Let $(X,d)$ be a metric space and assume that $B_r^d(x)=B_s^d(y)$. is $r=s$ and $x=y$

Question

Let $(X,d)$ be a metric space and assume that $B_r^d(x)=B_s^d(y)$ where: $$B_r^d=\{ a \in X | d(a,x) < r\}$$ Now, is it always true that

(a) $r=s$

(b) $x=y$

I made an elaborate argument on this question why both these statements should be true. However, I later doubted this conclusion. Lets take the following metric: $$d(x,y)=1 \text{ if } x\neq y,\ 0 \text{ if } x=y$$ Then $B_{0.5}^d(x)=B_{0.4}^d(x)=\{x\}$ assuming for the moment that the balls have the same centre.

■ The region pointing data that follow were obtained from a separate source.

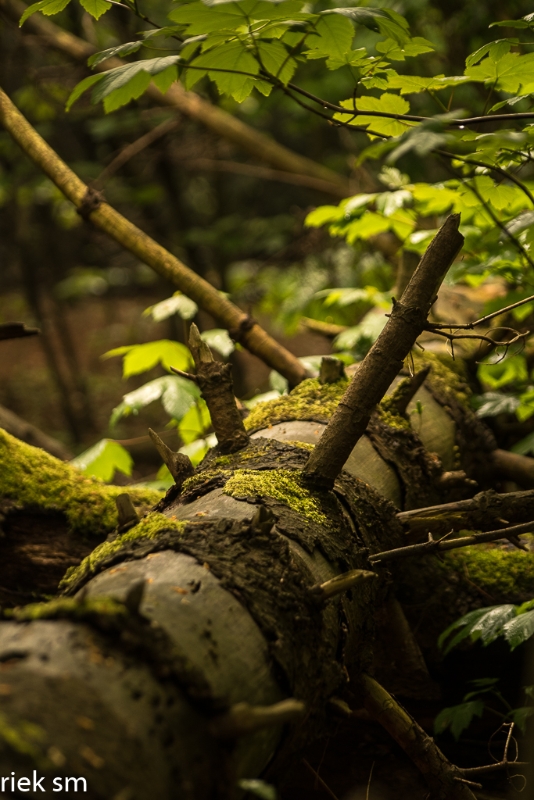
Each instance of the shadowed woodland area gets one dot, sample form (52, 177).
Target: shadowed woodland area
(266, 400)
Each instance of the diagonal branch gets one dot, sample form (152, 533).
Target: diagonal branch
(385, 359)
(216, 119)
(91, 205)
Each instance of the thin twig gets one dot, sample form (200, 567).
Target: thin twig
(325, 786)
(439, 545)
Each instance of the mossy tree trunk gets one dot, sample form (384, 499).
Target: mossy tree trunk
(160, 671)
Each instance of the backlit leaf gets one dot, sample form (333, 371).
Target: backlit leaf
(103, 460)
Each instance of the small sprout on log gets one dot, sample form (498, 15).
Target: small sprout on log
(242, 718)
(127, 514)
(263, 520)
(134, 597)
(178, 464)
(332, 370)
(341, 583)
(215, 381)
(405, 391)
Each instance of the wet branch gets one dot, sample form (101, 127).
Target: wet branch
(385, 359)
(91, 205)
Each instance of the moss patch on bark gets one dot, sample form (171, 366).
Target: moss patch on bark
(149, 528)
(309, 400)
(31, 478)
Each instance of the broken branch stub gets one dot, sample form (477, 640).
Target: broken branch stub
(178, 464)
(385, 359)
(215, 381)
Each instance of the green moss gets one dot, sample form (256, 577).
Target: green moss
(199, 478)
(447, 375)
(283, 484)
(149, 528)
(24, 738)
(499, 572)
(31, 477)
(309, 400)
(69, 608)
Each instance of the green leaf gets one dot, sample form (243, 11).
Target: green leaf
(142, 357)
(507, 73)
(386, 103)
(276, 60)
(398, 52)
(82, 87)
(118, 51)
(412, 84)
(333, 39)
(195, 423)
(95, 7)
(48, 7)
(103, 459)
(469, 623)
(177, 304)
(383, 20)
(177, 395)
(458, 718)
(219, 339)
(236, 59)
(519, 629)
(496, 50)
(510, 370)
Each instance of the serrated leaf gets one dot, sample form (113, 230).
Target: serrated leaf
(103, 460)
(519, 629)
(118, 51)
(177, 395)
(277, 61)
(219, 339)
(95, 7)
(458, 718)
(47, 7)
(467, 623)
(383, 20)
(413, 84)
(177, 304)
(386, 103)
(226, 66)
(333, 39)
(492, 403)
(142, 357)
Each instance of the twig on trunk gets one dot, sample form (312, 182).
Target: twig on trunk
(443, 778)
(16, 330)
(178, 464)
(482, 512)
(385, 359)
(215, 381)
(440, 545)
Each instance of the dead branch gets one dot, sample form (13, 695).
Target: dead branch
(91, 205)
(439, 545)
(442, 777)
(385, 359)
(480, 513)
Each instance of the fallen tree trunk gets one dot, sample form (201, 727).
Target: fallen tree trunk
(136, 679)
(213, 636)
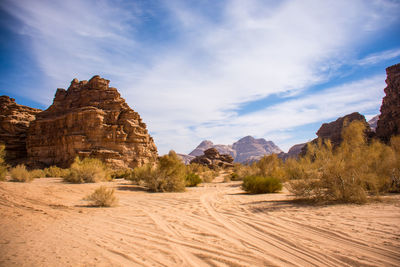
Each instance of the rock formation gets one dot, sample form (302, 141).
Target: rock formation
(333, 130)
(389, 120)
(251, 148)
(373, 123)
(90, 119)
(245, 150)
(213, 159)
(14, 124)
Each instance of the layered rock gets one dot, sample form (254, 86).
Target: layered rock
(213, 159)
(373, 123)
(333, 130)
(244, 150)
(389, 120)
(90, 119)
(250, 148)
(14, 124)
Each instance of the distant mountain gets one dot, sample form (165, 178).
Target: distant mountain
(247, 148)
(373, 123)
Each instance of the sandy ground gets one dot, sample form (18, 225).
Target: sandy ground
(46, 223)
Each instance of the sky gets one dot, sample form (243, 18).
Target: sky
(206, 69)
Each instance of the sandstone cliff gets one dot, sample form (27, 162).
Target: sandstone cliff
(14, 124)
(89, 119)
(244, 150)
(389, 120)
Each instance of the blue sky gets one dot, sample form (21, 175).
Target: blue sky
(216, 70)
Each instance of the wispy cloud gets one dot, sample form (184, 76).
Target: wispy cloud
(217, 57)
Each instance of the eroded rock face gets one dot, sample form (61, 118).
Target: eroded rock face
(90, 119)
(389, 120)
(333, 130)
(14, 124)
(213, 159)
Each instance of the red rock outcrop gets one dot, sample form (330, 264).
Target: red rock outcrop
(213, 159)
(90, 119)
(389, 120)
(14, 124)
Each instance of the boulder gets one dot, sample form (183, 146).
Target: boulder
(14, 124)
(389, 120)
(90, 119)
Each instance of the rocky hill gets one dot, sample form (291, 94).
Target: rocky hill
(14, 124)
(90, 119)
(245, 149)
(389, 120)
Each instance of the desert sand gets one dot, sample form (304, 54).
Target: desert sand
(46, 223)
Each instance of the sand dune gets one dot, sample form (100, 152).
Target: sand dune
(46, 223)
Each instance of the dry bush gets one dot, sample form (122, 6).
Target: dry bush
(168, 175)
(192, 179)
(348, 173)
(88, 170)
(103, 197)
(54, 171)
(261, 185)
(37, 173)
(3, 166)
(205, 173)
(20, 174)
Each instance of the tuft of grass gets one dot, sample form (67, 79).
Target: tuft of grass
(38, 173)
(192, 179)
(261, 184)
(20, 174)
(103, 197)
(88, 170)
(54, 171)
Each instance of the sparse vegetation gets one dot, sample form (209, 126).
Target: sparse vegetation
(168, 175)
(87, 170)
(260, 184)
(348, 173)
(54, 171)
(3, 166)
(20, 174)
(192, 179)
(103, 197)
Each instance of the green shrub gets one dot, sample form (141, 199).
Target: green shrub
(37, 173)
(3, 166)
(192, 179)
(168, 175)
(54, 171)
(348, 173)
(20, 174)
(103, 197)
(261, 185)
(88, 170)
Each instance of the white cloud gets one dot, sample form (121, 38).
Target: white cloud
(192, 88)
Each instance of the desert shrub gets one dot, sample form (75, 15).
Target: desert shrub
(168, 175)
(348, 173)
(205, 173)
(103, 197)
(120, 173)
(37, 173)
(20, 174)
(3, 166)
(192, 179)
(261, 184)
(88, 170)
(54, 171)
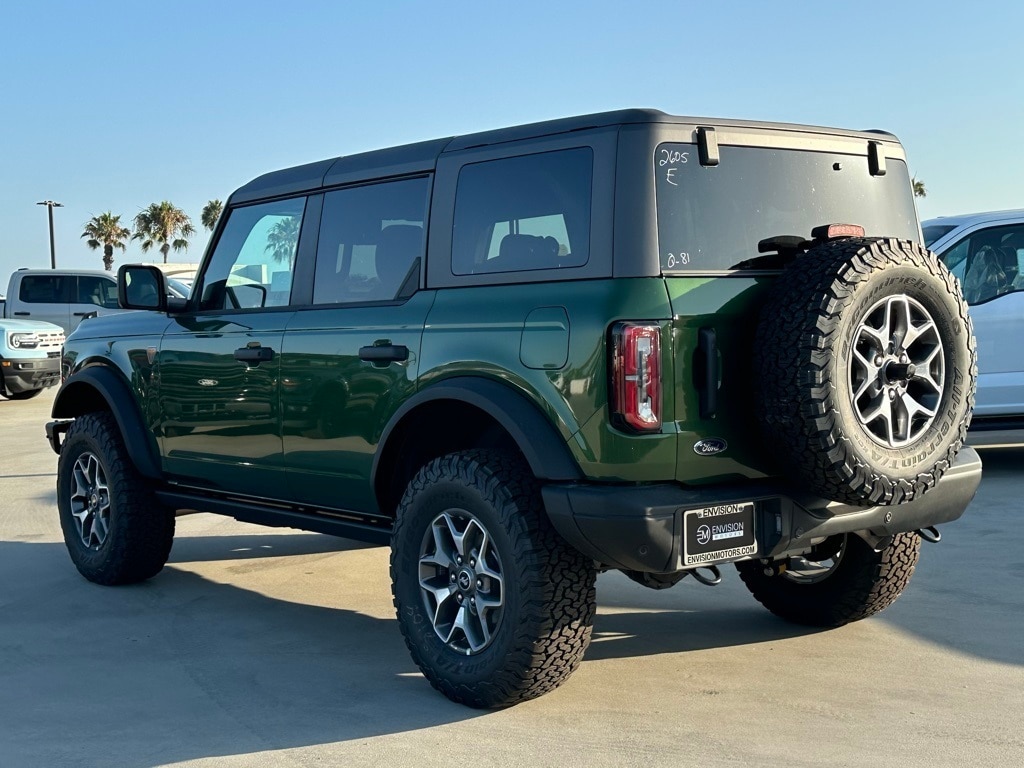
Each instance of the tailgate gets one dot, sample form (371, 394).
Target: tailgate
(714, 389)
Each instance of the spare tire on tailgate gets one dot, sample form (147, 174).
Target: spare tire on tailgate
(866, 368)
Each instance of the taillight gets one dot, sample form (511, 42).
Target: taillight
(636, 377)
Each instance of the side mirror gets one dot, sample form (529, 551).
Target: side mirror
(141, 287)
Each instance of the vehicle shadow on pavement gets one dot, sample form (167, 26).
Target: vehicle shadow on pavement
(181, 667)
(968, 591)
(214, 548)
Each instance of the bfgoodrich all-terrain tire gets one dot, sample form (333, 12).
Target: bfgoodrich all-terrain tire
(866, 369)
(115, 529)
(851, 582)
(495, 606)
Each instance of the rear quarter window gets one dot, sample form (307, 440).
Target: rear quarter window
(523, 213)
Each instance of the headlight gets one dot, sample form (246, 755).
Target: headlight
(24, 341)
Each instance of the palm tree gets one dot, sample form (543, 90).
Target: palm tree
(282, 240)
(105, 230)
(164, 225)
(211, 212)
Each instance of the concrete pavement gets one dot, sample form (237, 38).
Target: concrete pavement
(271, 647)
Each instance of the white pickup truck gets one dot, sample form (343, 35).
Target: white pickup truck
(30, 357)
(66, 297)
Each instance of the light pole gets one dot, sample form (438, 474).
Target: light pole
(50, 205)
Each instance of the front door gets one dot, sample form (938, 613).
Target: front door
(219, 366)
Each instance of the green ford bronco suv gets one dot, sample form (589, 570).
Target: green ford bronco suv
(627, 340)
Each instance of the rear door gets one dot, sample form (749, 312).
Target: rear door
(219, 366)
(351, 357)
(989, 263)
(44, 297)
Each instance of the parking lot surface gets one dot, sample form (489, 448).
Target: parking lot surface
(274, 647)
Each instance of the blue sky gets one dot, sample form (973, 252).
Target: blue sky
(113, 105)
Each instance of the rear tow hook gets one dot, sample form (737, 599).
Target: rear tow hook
(714, 579)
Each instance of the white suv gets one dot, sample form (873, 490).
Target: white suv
(986, 252)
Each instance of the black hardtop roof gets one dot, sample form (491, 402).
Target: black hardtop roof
(422, 157)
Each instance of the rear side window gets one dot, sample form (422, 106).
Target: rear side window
(711, 218)
(98, 291)
(254, 258)
(529, 212)
(934, 231)
(45, 289)
(988, 262)
(371, 242)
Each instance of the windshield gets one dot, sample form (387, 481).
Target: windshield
(712, 218)
(933, 232)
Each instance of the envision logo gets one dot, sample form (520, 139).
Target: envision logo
(710, 446)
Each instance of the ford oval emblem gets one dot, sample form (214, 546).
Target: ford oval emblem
(710, 446)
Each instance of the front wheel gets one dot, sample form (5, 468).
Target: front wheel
(115, 529)
(842, 580)
(495, 606)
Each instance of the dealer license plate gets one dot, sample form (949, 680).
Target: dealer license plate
(719, 534)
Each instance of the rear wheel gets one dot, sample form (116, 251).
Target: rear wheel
(841, 581)
(115, 529)
(495, 606)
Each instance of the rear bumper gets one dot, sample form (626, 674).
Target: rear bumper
(640, 527)
(24, 376)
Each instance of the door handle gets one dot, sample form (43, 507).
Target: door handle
(706, 372)
(384, 353)
(255, 354)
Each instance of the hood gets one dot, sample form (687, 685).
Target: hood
(121, 326)
(29, 326)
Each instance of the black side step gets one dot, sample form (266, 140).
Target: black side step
(360, 528)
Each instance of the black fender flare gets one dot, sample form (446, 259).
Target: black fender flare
(78, 395)
(545, 450)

Does this mean that $r$ does not necessarily equal $s$? And how about if they do not have the same centre?

Answer 1

Using your example $d$ (called the discrete metric), note that if $r > s > 1$ and $x \neq y$, then $B_r^d(x) = B_s^d(y) = X$ (the entire space). So both statements are not necessarily true.

Answer 2

This is not true. For example in an ultrametric space you have $d(x,y) < r \implies B_r(x) = B_r(y)$, i.e. any point of a ball is its centre.